Researchers discovered a new category of DNS vulnerabilities hitting major DNS-as-a-Service (DNSaaS) providers, which may enable attackers to get access to sensitive data of company networks. 

DNSaaS providers (also referred to as managed DNS providers) rent DNS to other businesses who don’t want to maintain and protect yet additional network resources on their own. 

These DNS vulnerabilities, as disclosed by cloud security firm Wiz researchers Shir Tamari and Ami Luttwak at the Black Hat security conference, grant threat actors nation-state intelligence harvesting powers with simple domain registration. 

As per the description, they simply created a domain and utilized it to hijack a DNSaaS provider’s nameserver (in this instance, Amazon Route 53), permitting them to eavesdrop on dynamic DNS traffic streaming from Route 53 users’ networks. 

The Wiz researchers stated, “We found a simple loophole that allowed us to intercept a portion of worldwide dynamic DNS traffic going through managed DNS providers like Amazon and Google,” 

“The dynamic DNS traffic we ‘wiretapped’ came from over 15,000 organizations, including Fortune 500 companies, 45 U.S. government agencies, and 85 international government agencies.” 

Employee/computer identities and locations and extremely sensitive data about organizations’ infrastructure, such as Internet-exposed network equipment, were among the data they acquired this way. 

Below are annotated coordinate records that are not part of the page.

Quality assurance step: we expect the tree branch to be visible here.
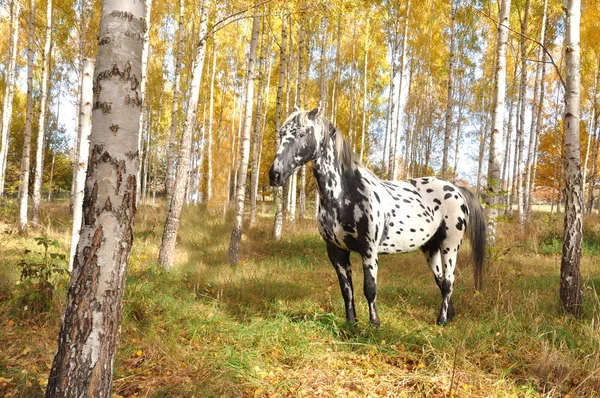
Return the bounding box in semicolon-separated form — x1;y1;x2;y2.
471;6;567;88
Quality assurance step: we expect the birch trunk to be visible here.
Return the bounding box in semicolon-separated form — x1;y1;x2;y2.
523;0;548;223
229;7;260;264
135;0;152;203
19;0;35;234
69;0;87;214
392;0;410;180
442;0;458;179
273;16;287;239
0;0;21;197
46;0;145;397
158;0;210;270
587;59;600;213
516;0;531;234
31;0;52;226
206;42;217;203
486;0;510;247
560;0;583;316
165;0;185;203
358;16;369;162
69;58;94;271
250;17;268;226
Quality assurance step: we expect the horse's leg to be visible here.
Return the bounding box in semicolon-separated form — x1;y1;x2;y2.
423;249;443;291
437;249;457;325
363;250;380;327
327;242;356;323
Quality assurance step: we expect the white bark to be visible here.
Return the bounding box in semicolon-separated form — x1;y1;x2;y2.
273;16;289;239
482;0;510;246
442;0;454;179
0;0;21;196
135;0;152;203
560;0;583;316
229;7;260;264
46;0;145;397
165;0;185;202
360;17;369;164
516;0;531;230
69;58;94;271
158;0;209;270
31;0;52;225
206;38;217;203
392;0;410;180
19;0;35;234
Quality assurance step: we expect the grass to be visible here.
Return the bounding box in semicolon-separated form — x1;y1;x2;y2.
0;204;600;397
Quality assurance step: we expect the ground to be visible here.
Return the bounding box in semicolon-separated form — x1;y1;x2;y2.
0;203;600;397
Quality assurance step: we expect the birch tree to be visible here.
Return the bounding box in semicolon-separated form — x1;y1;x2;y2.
392;0;410;180
560;0;583;316
69;58;94;270
486;0;511;246
273;15;287;239
31;0;52;225
46;0;145;397
135;0;152;203
158;0;210;270
165;0;185;203
19;0;35;234
229;6;260;264
0;0;21;196
442;0;454;179
515;0;530;234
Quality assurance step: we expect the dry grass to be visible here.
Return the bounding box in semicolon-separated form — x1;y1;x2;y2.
0;205;600;397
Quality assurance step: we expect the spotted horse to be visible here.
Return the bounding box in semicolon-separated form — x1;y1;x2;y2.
269;108;486;326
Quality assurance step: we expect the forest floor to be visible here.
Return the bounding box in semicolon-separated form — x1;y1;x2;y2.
0;203;600;397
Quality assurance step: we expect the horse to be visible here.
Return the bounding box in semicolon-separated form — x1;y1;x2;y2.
269;107;486;327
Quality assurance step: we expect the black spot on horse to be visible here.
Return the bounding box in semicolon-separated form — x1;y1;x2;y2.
421;221;447;256
456;217;467;231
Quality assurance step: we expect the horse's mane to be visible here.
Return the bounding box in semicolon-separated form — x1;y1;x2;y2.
283;111;360;171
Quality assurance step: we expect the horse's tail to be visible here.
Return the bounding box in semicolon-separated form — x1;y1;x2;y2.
460;187;487;290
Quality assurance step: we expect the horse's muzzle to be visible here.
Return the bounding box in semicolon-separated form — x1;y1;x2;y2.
269;166;283;187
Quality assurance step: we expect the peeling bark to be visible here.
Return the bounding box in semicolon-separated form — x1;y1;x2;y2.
560;0;583;316
229;7;260;264
158;0;209;270
46;0;145;397
486;0;510;247
19;0;35;234
0;1;21;196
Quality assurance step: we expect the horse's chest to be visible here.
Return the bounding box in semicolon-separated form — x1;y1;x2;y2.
319;204;359;251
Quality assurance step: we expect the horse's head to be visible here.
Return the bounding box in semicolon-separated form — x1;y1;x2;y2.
269;108;323;186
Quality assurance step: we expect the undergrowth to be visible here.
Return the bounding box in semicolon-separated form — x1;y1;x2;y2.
0;205;600;397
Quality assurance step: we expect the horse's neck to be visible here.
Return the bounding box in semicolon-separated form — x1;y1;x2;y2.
314;138;343;203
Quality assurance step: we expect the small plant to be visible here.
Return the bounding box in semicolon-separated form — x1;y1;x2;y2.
18;237;68;314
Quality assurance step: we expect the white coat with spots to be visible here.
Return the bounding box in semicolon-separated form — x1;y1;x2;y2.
269;109;486;326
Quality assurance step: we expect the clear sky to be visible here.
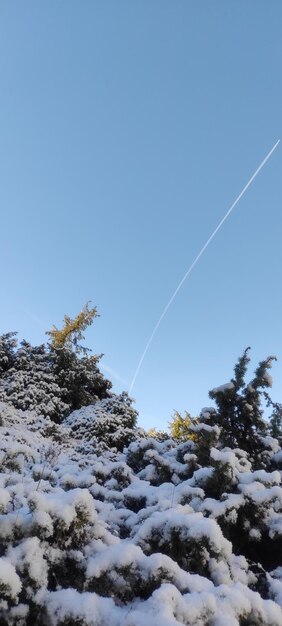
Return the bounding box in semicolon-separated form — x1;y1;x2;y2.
0;0;282;428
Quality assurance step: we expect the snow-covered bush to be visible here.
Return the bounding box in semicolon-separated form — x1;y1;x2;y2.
0;344;282;626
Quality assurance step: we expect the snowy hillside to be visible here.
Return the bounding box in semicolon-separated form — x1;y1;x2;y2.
0;400;282;626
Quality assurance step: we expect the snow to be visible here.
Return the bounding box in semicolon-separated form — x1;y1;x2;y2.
0;404;282;626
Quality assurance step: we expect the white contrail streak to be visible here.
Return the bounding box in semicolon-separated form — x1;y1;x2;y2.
129;139;280;393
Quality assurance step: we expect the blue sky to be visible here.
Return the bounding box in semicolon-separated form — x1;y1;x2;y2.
0;0;282;428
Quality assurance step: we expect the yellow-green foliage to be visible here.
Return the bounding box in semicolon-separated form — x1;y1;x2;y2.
146;428;169;441
169;411;197;441
46;302;98;352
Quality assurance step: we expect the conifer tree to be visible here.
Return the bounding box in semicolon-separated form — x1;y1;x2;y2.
46;302;98;354
209;348;275;454
0;333;17;375
169;411;197;441
0;341;69;419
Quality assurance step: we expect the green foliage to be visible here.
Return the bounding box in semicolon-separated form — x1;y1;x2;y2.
169;411;197;442
46;302;98;353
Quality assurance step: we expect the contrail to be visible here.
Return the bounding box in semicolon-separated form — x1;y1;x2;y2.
129;139;280;393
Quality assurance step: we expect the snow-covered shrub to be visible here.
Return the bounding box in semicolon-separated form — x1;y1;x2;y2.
65;392;141;451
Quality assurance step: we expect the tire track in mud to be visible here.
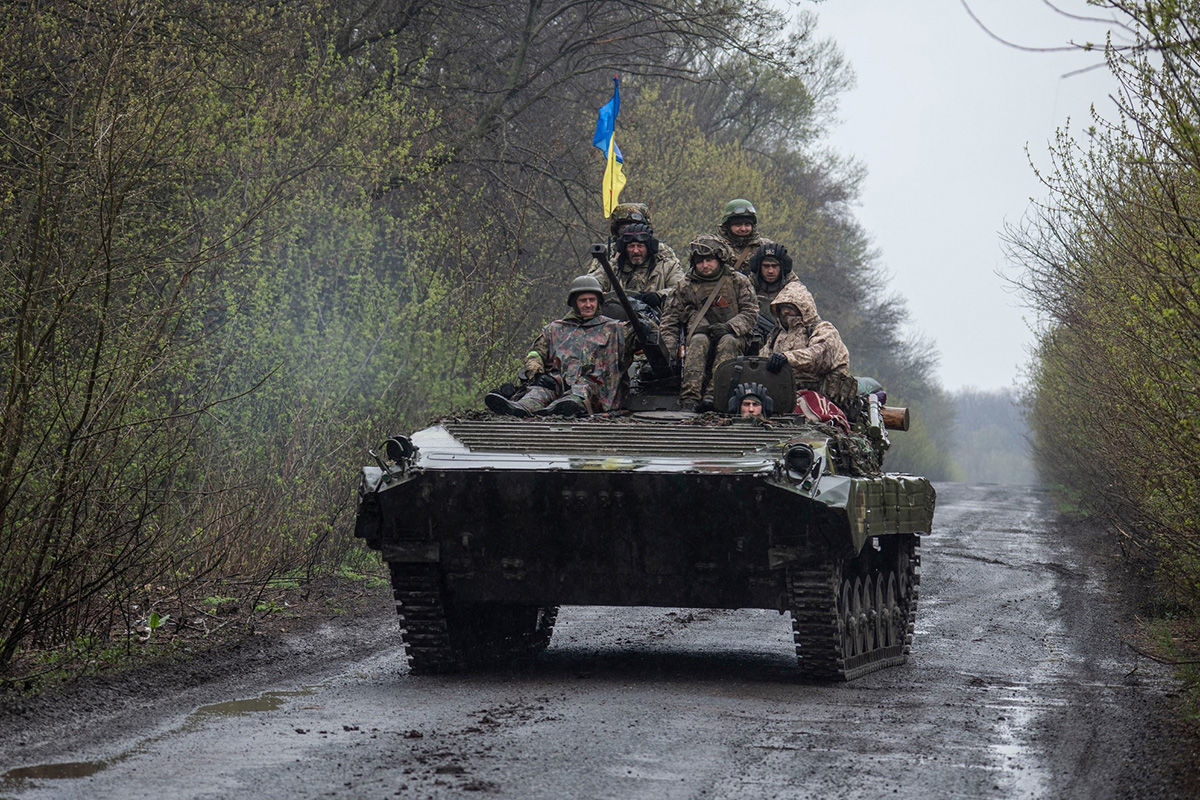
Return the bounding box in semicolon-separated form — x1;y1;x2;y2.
0;485;1194;800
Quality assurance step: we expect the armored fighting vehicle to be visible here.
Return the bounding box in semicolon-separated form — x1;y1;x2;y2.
356;359;935;681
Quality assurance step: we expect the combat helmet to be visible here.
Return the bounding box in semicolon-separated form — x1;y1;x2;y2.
688;234;733;267
727;384;775;416
608;203;650;239
616;222;659;255
566;275;604;308
721;198;758;228
750;239;792;278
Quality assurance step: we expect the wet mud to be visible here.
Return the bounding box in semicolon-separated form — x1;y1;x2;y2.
0;485;1195;800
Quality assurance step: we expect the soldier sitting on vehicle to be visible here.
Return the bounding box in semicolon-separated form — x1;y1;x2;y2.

In one instance, the researchers used network data from 40,000 corporate endpoints to trace the office locations of one of the world’s major services companies.
The information gathered in this manner would make it much simpler for threat actors to compromise an organization’s network since it would offer them a bird’s eye perspective of what’s going on within corporations and governments and provide them with “nation-state level surveillance capacity.” 

The researchers haven’t found any indication that the DNS flaw they identified has ever been exploited in the open, but they do warn that anybody with the expertise of the vulnerabilities and the abilities to exploit it might have gathered data undiscovered for over a decade. 

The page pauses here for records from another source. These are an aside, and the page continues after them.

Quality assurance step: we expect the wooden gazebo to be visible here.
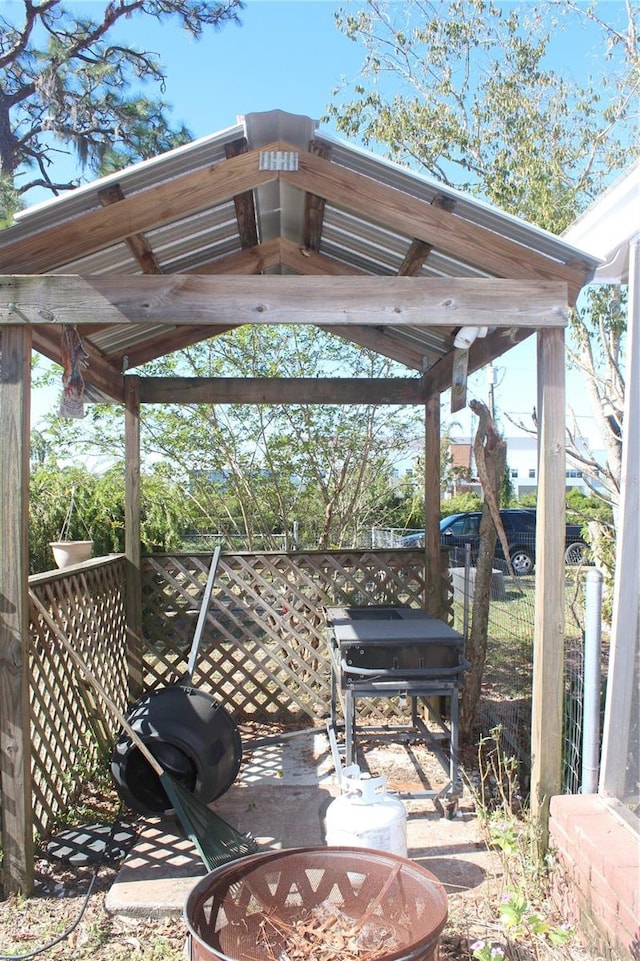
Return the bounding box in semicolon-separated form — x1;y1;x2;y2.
0;111;598;892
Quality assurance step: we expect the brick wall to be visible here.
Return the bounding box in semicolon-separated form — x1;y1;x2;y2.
549;794;640;961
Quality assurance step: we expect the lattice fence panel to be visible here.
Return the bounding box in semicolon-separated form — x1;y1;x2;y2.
29;557;128;834
143;550;438;720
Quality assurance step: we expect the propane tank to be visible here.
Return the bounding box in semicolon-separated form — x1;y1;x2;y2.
326;764;407;858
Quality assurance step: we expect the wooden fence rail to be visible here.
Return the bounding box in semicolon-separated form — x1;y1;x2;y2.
15;550;451;835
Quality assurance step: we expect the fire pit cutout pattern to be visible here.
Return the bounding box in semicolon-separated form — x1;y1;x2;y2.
185;847;447;961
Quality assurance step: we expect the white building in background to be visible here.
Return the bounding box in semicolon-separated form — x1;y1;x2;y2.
447;436;605;500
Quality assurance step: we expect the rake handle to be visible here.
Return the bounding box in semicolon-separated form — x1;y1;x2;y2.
29;588;165;778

“The impact is huge. Out of six major DNSaaS providers we examined, three were vulnerable to nameserver registration. Any cloud provider, domain registrar, and website host who provides DNSaaS could be vulnerable,” they added at Black Hat. 

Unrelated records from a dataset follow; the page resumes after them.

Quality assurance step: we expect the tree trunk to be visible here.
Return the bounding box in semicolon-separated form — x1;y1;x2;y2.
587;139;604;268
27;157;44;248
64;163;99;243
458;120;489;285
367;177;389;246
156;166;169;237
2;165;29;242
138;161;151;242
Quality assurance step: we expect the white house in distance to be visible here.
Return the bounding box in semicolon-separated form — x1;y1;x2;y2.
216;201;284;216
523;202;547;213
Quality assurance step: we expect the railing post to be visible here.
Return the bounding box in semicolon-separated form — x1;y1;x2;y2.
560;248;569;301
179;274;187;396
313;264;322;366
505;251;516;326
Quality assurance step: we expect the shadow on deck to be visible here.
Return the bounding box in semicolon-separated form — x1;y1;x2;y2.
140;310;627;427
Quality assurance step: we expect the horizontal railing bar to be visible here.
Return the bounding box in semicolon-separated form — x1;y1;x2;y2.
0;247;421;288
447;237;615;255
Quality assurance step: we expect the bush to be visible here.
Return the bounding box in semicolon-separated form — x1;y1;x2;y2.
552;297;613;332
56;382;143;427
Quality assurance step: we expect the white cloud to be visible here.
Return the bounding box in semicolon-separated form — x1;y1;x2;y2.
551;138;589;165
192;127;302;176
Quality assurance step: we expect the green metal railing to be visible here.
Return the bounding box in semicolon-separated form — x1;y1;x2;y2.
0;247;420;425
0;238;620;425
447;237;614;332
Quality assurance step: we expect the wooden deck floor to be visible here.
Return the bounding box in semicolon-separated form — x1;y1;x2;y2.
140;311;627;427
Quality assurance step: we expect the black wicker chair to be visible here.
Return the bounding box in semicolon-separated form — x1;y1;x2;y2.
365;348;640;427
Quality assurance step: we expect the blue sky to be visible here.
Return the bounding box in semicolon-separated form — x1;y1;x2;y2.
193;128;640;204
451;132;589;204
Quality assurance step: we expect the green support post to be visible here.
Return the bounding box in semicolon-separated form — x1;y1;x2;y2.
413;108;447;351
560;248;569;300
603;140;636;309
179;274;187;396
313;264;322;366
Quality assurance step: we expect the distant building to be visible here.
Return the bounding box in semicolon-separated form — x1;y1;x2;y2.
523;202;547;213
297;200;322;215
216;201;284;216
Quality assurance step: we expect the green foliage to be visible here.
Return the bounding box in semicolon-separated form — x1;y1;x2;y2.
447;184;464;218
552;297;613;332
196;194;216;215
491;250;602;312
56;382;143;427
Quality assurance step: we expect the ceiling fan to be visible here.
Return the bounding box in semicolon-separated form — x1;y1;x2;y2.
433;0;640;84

Patched by some, likely to affect others: 

Although two significant DNS providers (Google and Amazon) have already patched these DNS vulnerabilities, others are still likely prone, potentially exposing millions of devices to attacks. 

Moreover, it is unclear who is responsible for fixing this serious DNS flaw. Microsoft has previously informed Wiz that this is not a vulnerability since it could alter the dynamic DNS mechanism that permits Windows endpoints to leak internal network traffic to rogue DNS servers. 

Microsoft explained, this flaw as “a known misconfiguration that occurs when an organization works with external DNS resolvers.” 

To minimize DNS conflicts and network difficulties, Redmond recommends utilizing distinct DNS names and zones for internal and external hosts and provides extensive guidance on how to correctly handle DNS dynamic updates in Windows. 

Maintained DNS providers can mitigate nameserver hijacking by adhering to the RFC’s “reserved names” specification and checking and confirming domain ownership and validity before enabling their customers to register them.
Companies renting DNS servers can also modify the default Start-of-Authority (SOA) record to stop internal network traffic from leaking via dynamic DNS updates.